RUN apk update && apk add --no-cache \ 
    libstdc++

COPY --from=build /service/out/service /usr/bin/service

WORKDIR /usr/bin

CMD ./service

EXPOSE 8080

If you are not comfortable with alpine, feel free to switch to something like Debian. If you are using Debian and are on a Linux machine, this could be simple reduced to,

FROM debian:latest

LABEL description="Run container"

COPY ./build/service /usr/bin/service

WORKDIR /usr/bin

CMD ./service

EXPOSE 8080

Assuming you are building the excutable in the build folder. After that it is just build and run.

docker build -t <name> .
docker run -p 8080:8080 <name>

It would be a shame, if we have come this far and did’t touch Kubernetes while talking cloud native. So gear up and install kubectl & minikube on your machine. Added to that create an account in docker hub. And then login through docker desktop, if you are on linux docker login would take you the right way. Next up, tag your image properly,

docker tag <name> <username>/<name>

Here the name is the one which you passed while building the image and username is your username from docker hub. Then just push with docker push <username>/<name>.
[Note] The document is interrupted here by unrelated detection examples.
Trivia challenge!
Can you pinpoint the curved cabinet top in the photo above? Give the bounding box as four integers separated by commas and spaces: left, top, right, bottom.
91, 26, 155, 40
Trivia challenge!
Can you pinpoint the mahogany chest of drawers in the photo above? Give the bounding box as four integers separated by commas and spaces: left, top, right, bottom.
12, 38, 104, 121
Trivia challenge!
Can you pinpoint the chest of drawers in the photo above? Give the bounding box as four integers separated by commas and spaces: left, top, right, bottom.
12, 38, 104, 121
Though writing a configuration for deployment doesn’t make sense for this, we will still go ahead and write one,

apiVersion: apps/v1
kind: Deployment
metadata:
  name: <deploymentname>
spec:
  replicas: 1
  selector:
    matchLabels:
      app: <applabel>
  template:
    metadata:
      labels:
        app: <applabel>
    spec:
      containers:
        - name: <containername>
          image: <username>/<name>
          ports:
            - containerPort: 8080
              name: http

Just keep in mind that <username>/<name> should be same as the image you pushed to docker hub. Spin up a local cluster with minikube start and check with kubectl get nodes that it is up or not. After that just pass the above deployment yaml to kubectl.
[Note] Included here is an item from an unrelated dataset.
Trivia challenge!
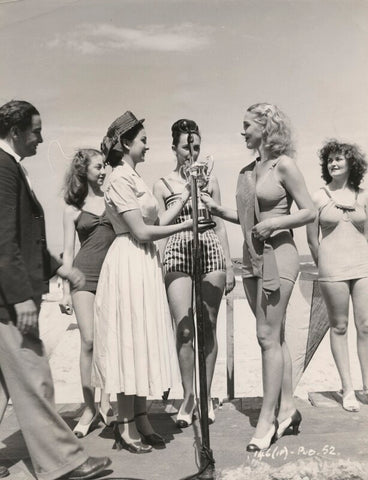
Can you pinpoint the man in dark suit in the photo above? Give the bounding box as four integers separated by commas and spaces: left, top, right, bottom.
0, 100, 110, 480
kubectl create -f <deploymentyaml>

Now if you do a kubectl get pods you would see something like,

NAME                                 READY   STATUS    RESTARTS   AGE
service-deployment-bdf6767f7-9wg9b   1/1     Running   0          10m

Time to test this out, lets forward the 8080 port from the pod to our machine with,

kubectl port-forward <podname> 8080:8080

The <podname> is the one which you got from the previous command. Now if trying out the API works, this means we have successfully made the cloud native echo service in C++.